Il faut mettre fin à l’âgisme

Les signataires expriment une vive inquiétude devant les attitudes âgistes qui s’expriment consciemment ou inconsciemment durant cette pandémie.
Photo: Marie-France Coallier Le Devoir Les signataires expriment une vive inquiétude devant les attitudes âgistes qui s’expriment consciemment ou inconsciemment durant cette pandémie.

L’âgisme est solidement imprégné dans la culture occidentale, et les attitudes envers les aînés sont souvent teintées de préjugés et de fausses croyances. Les modèles politiques annoncent et énoncent le vieillissement d’une population comme une menace, voire un poids lourd à gérer pour l’économie. Paradoxalement, la voix des aînés est peu présente sur la place publique, comme en témoigne tristement l’actuelle pandémie. Une pandémie qui accentue la stigmatisation des personnes âgées, notamment par le truchement de discours publics pour le moins troublants qui remettent en question la valeur et la contribution de ces personnes dans la société.

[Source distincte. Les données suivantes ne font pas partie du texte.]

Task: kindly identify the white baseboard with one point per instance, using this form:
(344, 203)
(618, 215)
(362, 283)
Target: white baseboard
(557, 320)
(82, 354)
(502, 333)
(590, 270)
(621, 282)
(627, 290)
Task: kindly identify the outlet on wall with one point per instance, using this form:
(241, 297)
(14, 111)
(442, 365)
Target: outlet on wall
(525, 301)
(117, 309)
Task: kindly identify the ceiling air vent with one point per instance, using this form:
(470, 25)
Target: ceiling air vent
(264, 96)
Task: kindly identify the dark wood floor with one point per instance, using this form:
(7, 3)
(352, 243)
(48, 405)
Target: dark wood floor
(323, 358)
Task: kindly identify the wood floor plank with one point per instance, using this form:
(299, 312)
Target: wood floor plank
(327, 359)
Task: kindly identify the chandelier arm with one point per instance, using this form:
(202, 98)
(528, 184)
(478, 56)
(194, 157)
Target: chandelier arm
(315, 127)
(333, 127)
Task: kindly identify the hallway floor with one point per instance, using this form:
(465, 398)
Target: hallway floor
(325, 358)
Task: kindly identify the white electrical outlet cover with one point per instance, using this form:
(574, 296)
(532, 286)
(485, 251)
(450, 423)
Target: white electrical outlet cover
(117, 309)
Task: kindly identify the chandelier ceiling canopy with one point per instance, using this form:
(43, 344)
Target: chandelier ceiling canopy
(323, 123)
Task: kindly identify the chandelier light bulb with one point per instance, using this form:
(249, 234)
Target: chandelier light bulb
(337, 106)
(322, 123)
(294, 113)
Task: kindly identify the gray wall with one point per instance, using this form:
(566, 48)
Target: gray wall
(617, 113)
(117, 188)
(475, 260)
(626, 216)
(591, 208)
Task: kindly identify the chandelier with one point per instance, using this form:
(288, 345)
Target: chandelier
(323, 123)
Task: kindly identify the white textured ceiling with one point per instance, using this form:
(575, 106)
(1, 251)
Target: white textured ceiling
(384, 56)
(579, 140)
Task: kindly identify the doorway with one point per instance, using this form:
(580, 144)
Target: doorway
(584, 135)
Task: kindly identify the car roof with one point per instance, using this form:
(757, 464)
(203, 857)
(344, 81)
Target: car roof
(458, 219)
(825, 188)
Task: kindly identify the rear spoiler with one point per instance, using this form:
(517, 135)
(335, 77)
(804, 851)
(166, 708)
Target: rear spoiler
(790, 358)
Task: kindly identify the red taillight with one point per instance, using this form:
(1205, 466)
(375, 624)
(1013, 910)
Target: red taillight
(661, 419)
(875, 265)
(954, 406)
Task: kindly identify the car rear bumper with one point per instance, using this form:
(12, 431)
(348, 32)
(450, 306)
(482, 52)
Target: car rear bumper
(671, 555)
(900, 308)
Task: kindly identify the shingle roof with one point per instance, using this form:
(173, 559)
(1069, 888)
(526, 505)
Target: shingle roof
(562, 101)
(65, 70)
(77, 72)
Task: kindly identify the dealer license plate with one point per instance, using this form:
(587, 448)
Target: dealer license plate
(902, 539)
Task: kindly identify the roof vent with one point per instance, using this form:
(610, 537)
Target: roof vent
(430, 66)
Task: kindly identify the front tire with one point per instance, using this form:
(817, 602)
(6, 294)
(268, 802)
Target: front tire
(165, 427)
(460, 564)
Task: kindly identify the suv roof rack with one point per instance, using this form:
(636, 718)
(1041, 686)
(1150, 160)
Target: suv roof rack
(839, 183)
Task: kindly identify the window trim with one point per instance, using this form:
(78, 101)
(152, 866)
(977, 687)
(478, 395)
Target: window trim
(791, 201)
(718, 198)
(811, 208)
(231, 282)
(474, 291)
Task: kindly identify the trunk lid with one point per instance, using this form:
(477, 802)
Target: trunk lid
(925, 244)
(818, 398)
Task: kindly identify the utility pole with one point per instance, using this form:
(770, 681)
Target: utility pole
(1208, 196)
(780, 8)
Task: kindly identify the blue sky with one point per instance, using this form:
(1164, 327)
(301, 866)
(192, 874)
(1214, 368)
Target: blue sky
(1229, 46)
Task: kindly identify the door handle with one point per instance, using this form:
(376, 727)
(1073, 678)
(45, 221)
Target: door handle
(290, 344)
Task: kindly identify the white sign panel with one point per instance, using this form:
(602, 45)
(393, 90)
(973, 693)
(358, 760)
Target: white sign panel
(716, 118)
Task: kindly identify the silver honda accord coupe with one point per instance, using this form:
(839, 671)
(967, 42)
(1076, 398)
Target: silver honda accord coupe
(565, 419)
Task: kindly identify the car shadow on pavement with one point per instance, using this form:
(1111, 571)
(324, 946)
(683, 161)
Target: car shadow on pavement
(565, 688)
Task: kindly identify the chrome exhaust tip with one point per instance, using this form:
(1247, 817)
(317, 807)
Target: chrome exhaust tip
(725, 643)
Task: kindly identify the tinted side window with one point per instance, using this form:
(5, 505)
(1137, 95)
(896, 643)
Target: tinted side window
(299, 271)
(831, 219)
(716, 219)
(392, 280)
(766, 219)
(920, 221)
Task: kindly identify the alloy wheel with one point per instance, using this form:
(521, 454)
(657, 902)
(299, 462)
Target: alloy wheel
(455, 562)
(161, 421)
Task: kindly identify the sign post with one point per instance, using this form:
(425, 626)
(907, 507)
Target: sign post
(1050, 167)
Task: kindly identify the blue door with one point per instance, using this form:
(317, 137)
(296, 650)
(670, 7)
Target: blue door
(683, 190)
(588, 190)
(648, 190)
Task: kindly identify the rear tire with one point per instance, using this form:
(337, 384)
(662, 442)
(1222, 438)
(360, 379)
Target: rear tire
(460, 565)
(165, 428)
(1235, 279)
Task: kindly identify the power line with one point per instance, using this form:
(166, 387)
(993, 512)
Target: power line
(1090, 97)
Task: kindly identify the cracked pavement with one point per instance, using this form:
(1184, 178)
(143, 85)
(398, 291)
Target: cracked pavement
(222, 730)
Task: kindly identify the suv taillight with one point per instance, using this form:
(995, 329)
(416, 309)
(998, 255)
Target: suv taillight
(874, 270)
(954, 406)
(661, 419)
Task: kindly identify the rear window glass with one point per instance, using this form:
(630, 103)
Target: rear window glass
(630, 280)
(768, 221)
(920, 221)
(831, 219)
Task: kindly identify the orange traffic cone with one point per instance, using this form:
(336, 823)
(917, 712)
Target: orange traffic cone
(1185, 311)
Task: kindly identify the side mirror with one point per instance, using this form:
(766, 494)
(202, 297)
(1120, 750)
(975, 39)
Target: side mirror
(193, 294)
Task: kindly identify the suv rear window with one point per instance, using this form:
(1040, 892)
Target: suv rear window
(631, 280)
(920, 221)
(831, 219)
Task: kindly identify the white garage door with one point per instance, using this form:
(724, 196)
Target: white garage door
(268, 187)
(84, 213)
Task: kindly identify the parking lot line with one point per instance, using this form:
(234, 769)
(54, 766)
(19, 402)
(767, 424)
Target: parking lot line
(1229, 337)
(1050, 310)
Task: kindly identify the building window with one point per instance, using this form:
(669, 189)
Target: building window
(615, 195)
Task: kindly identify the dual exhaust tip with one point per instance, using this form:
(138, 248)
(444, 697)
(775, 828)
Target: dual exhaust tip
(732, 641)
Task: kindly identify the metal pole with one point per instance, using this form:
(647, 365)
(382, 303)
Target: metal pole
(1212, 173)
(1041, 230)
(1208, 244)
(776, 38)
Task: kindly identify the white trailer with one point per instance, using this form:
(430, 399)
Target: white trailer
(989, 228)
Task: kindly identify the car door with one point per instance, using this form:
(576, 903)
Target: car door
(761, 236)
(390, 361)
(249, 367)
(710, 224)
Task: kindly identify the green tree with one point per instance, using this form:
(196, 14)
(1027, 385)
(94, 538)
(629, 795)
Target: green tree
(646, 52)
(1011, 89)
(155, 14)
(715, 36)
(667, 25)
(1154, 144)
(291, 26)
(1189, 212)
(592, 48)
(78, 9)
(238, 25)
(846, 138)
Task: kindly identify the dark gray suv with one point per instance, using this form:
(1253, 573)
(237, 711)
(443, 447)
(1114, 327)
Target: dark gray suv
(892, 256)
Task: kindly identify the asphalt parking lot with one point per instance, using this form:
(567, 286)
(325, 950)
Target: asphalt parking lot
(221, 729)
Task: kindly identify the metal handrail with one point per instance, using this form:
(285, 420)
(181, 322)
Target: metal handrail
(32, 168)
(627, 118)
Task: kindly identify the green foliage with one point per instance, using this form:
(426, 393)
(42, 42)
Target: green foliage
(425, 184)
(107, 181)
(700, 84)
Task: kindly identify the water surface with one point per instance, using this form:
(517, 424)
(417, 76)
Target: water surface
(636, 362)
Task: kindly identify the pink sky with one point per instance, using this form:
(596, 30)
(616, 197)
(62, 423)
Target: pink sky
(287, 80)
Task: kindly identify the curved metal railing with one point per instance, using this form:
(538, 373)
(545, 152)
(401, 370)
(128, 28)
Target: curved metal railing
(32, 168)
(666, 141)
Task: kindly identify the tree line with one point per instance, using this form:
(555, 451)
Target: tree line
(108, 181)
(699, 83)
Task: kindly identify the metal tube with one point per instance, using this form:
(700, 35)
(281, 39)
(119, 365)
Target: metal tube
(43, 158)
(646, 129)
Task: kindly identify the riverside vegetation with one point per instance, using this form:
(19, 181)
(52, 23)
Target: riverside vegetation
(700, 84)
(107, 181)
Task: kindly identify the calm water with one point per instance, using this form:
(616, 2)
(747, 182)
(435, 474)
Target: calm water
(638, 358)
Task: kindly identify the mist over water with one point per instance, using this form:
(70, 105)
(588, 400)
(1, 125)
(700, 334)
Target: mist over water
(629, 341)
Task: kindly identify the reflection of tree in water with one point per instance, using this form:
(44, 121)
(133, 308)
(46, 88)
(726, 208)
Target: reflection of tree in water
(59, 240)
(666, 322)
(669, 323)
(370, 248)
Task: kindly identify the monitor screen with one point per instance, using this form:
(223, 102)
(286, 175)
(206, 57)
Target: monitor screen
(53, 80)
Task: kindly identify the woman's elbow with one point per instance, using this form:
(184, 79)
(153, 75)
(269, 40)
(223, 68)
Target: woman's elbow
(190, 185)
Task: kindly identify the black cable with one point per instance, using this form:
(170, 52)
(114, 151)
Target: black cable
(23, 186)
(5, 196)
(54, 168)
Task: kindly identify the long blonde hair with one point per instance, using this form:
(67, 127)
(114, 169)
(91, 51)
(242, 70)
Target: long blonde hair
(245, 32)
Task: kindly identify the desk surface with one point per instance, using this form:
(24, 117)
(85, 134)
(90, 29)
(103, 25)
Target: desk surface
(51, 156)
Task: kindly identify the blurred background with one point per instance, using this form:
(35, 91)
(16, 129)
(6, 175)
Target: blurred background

L’un des exemples les plus flagrants de ce que l’on pourrait qualifier de mépris à l’égard des aînés est le fait que les autorités françaises, notamment, n’ont pas comptabilisé le nombre de décès résultant de la COVID-19 dans les maisons de retraite. Faut-il en conclure que leurs décès étaient insignifiants par rapport à ceux des jeunes adultes ? Plus encore, en France comme ailleurs, la pandémie n’a pas été prise au sérieux initialement : le discours public véhiculait le message que la véritable menace ne concernait que les adultes les plus âgés. Ce type de discours a-t-il contribué à une certaine résistance de certains à observer et à respecter la distanciation sociale ? Il est aussi révélateur également que les rares cas de jeunes adultes qui sont décédés des complications de la COVID-19 dans le monde ont souvent généré des reportages médiatiques personnalisés alors que les décès de centaines de personnes âgées ont fait et font encore tout simplement l’objet de données statistiques, lorsque celles-ci sont comptabilisées.

Un regard infantilisant

Outre la fausse représentation de la COVID-19 en tant que « problème des personnes âgées », plusieurs pays ont choisi d’imposer des restrictions très strictes pour ces personnes, leur ordonnant de rester à l’intérieur pendant la pandémie. Même si ces restrictions visaient à les protéger, elles ont, en revanche, exacerbé le problème — préalable à la pandémie — de l’isolement de plusieurs aînés et de ses conséquences physiques et psychologiques. De fait, l’objectif protecteur de ces restrictions s’est parfois traduit par une communication publique condescendante décrivant les aînés comme étant tous des membres « vulnérables » de la société. Par exemple, dans certaines régions du Canada, les personnes de plus de 70 ans étaient invitées à s’inscrire à un « registre des personnes vulnérables ». Dans d’autres régions, de nombreux citoyens âgés de 70 ans et plus et en bonne santé ont déclaré être la cible d’attitudes condescendantes alors que des concitoyens leur indiquaient qu’ils ne devraient en aucun temps se retrouver à l’extérieur, ne serait-ce que pour prendre l’air.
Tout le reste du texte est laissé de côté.